Overview
XML is marked up unicode text. It is extensible meaning anyone can make up their own tags and vocabularies. Below is an example of an Xml document:
So why is XML important?
- XML is Os and Application Neutral
- It is humanly readable
- Because it has a strict structure, it is easy to write programs to digest and to manipulate it
- it has become the prefered way to represent and store documents of all kinds
- it has become the preferred way to represent and transfer data between programs especially on the web
- because of the increasing number of documents in xml and because of the increasing amount of data transference in xml, it has become crucial for databases to be able to read, produce and store xml
- <dvd:DVD ISBN="0-7907-4261-6" xmlns:dvd="http://seattlecentral.org/faculty/sconge/DVD" xmlns:xsi="http://www.w3.org/2001/XMLSchema-instance" xsi:schemaLocation="http://seattlecentral.org/faculty/sconge/DVD DVD.xsd"> <dvd:title>The Matrix</dvd:title> <dvd:studio>Warner Brothers</dvd:studio> <dvd:rating>R</dvd:rating> <dvd:genre>SciFi</dvd:genre> <dvd:format>Wide Screen</dvd:format> <dvd:purchaseDate>2003-08-05</dvd:purchaseDate> <dvd:purchasePrice>14.99</dvd:purchasePrice> - <dvd:actors> <dvd:actor>Keanu Reeves</dvd:actor> <dvd:actor>Lawrence Fishburne</dvd:actor> <dvd:actor>Carrie Anne Moss</dvd:actor> <dvd:actor>Hugo Weaving</dvd:actor> </dvd:actors> - <dvd:extras> <dvd:extra>Commentaries</dvd:extra> <dvd:extra>script</dvd:extra> <dvd:extra>games</dvd:extra> </dvd:extras> <dvd:description>The world is an elaborate computer simulation. People are batteries for the machines</dvd:description> </dvd:DVD>
Xml must be "Well-formed", which means it must follow these rules among others:
- Element names can contain no spaces and must start with a letter.

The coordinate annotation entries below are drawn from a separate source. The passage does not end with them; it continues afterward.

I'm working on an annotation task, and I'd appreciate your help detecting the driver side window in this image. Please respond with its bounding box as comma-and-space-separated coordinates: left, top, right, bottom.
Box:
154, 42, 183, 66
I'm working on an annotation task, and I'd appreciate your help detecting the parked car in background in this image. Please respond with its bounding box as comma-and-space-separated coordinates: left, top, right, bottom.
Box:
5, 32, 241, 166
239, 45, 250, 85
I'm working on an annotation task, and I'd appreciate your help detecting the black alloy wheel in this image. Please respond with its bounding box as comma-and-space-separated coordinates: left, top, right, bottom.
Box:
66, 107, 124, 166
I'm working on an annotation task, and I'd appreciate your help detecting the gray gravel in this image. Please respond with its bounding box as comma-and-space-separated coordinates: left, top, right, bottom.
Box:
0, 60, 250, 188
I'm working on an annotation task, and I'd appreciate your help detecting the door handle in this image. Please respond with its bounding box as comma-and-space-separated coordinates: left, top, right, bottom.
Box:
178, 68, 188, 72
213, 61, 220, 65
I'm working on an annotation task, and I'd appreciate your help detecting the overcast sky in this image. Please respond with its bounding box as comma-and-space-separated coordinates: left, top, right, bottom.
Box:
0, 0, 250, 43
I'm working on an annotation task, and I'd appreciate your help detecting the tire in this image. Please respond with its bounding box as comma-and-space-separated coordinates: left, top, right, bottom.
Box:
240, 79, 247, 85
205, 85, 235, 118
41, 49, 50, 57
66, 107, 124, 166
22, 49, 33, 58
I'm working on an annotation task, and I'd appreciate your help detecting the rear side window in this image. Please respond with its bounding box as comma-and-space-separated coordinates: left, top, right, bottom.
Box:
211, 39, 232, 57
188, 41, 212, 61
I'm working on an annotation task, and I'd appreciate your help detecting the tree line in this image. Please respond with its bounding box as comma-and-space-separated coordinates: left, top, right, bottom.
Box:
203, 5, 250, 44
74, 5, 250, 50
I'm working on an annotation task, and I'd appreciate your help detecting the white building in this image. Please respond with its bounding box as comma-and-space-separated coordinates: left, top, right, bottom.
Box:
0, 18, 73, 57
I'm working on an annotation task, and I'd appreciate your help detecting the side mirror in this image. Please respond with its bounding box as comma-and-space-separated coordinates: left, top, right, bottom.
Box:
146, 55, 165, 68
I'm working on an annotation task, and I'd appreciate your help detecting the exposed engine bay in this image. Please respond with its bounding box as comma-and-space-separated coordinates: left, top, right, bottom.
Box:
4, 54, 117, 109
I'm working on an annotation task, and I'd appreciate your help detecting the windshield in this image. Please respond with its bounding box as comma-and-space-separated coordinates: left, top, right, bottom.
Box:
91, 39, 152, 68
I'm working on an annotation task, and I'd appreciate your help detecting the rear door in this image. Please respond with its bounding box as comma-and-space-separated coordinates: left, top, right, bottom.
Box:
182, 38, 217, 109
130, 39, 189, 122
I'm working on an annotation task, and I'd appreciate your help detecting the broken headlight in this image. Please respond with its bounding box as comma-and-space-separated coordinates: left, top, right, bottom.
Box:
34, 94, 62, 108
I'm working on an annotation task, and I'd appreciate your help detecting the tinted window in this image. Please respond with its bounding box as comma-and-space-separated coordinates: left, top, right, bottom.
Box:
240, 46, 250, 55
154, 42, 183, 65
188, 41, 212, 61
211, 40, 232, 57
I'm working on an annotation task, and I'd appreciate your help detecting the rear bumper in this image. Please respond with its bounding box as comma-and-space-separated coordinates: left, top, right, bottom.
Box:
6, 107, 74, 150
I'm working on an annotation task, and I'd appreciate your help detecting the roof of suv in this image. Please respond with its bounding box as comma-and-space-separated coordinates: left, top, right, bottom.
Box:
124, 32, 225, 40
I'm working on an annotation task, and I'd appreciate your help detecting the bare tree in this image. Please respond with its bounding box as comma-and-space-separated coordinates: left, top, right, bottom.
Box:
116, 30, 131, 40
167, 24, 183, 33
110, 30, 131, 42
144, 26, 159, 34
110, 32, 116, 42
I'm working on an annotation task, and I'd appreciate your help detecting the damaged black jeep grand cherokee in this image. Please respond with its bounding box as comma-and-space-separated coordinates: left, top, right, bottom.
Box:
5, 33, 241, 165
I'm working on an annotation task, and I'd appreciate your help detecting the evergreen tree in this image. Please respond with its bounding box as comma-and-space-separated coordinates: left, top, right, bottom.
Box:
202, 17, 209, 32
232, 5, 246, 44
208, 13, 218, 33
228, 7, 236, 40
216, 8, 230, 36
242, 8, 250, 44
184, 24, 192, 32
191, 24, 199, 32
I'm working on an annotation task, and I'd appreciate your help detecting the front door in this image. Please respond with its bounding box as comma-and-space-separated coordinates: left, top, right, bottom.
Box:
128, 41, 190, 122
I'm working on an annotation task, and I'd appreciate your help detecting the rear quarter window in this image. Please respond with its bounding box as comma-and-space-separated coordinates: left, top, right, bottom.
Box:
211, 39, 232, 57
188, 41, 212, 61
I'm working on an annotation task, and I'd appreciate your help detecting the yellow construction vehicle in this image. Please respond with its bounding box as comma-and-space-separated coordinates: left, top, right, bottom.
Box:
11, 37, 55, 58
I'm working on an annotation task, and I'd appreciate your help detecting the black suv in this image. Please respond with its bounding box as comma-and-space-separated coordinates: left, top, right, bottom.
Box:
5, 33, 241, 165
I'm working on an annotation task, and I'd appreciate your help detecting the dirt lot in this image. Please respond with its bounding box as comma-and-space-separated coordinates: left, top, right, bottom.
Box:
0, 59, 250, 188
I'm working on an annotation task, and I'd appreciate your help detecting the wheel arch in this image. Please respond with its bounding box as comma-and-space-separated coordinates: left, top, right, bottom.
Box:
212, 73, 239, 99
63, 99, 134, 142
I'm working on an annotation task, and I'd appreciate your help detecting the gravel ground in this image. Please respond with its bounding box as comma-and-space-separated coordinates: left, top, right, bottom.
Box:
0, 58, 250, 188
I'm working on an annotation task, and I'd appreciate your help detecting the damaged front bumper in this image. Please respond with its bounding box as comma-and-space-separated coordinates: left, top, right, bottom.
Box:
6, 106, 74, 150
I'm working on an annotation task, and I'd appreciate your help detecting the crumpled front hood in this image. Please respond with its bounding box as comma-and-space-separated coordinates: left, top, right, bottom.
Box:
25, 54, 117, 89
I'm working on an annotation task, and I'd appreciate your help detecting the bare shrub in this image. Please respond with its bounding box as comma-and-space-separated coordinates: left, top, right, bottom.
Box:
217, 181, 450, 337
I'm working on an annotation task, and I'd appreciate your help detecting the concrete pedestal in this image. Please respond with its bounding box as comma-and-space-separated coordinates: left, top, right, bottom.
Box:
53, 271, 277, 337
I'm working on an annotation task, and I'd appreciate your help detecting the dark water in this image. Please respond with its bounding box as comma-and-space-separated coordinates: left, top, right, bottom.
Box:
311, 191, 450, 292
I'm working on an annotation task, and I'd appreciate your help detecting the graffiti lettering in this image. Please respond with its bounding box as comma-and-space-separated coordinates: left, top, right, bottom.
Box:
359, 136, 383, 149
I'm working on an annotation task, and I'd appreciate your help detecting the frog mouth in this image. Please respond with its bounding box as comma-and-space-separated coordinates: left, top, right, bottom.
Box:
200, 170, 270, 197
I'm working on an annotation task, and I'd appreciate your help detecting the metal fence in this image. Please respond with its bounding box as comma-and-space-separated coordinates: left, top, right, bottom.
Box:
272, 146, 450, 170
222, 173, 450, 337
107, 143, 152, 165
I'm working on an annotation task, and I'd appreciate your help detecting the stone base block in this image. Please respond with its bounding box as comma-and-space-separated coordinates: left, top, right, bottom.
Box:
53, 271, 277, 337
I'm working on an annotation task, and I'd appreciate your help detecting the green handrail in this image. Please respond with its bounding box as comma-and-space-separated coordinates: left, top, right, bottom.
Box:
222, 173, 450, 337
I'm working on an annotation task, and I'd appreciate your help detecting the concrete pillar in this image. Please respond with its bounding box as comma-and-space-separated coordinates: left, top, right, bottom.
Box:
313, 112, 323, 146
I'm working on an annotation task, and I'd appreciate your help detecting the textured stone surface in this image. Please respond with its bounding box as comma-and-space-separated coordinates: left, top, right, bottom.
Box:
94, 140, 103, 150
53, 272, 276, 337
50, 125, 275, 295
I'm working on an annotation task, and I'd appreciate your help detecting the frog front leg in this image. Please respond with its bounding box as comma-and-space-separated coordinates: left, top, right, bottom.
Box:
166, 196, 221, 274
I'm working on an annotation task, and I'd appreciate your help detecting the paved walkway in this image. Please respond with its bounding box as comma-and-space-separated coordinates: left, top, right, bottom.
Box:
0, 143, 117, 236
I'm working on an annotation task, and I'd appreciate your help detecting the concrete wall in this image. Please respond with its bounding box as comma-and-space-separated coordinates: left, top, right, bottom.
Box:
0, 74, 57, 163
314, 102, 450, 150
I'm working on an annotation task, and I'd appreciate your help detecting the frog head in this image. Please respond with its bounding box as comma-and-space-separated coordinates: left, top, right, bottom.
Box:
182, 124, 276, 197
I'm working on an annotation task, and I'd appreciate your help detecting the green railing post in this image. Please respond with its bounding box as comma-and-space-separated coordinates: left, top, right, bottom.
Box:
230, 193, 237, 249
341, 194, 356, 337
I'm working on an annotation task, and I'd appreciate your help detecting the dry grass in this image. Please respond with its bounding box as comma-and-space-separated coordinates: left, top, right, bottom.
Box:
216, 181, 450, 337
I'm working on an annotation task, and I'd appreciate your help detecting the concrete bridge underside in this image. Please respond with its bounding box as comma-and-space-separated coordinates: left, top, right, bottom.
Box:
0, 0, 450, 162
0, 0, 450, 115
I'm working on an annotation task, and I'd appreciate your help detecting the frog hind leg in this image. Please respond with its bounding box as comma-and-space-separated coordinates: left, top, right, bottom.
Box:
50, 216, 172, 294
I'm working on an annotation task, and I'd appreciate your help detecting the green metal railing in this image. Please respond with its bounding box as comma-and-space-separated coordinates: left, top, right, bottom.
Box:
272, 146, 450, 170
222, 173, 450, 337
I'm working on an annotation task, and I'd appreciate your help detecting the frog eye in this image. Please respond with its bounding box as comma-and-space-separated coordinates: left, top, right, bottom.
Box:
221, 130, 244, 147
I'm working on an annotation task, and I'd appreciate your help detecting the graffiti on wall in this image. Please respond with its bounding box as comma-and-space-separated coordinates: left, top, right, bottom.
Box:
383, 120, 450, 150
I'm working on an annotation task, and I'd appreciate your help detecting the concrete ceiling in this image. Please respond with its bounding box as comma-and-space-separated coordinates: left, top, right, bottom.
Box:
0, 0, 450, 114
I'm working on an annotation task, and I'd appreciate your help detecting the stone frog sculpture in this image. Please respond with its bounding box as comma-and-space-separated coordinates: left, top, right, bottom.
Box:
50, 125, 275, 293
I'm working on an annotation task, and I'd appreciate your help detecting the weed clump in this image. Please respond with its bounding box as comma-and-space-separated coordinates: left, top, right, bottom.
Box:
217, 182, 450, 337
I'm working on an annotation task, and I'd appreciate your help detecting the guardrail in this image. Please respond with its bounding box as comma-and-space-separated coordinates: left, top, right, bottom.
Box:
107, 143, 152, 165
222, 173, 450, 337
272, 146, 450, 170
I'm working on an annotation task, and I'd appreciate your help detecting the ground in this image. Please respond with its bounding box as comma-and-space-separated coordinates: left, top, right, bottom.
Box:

- Element names are case sensitive
- Every element must have a closing element. It is possible to have an empty element that is self closed <element/>
- There must be a "Root" element, that encloses all other elements
- All Attributes must be quoted
- All elements must be properly nested
Other aspects
The Xml document above has other aspects that need mention: The first line is an xml declaration. It is not required that use it, but it is recommended. If you use it, the version="1.0" is a required attribute
Namespaces
The "xmlns" attribute designates a namespace. A namespace is used for two purposes. One is to group related items, the other is to distinguish or "disambiguate" the document's elements--that is, to keep them distinct from elements in other documents that might have the same names. The dvd: is a prefix that represents an alias for that namespace.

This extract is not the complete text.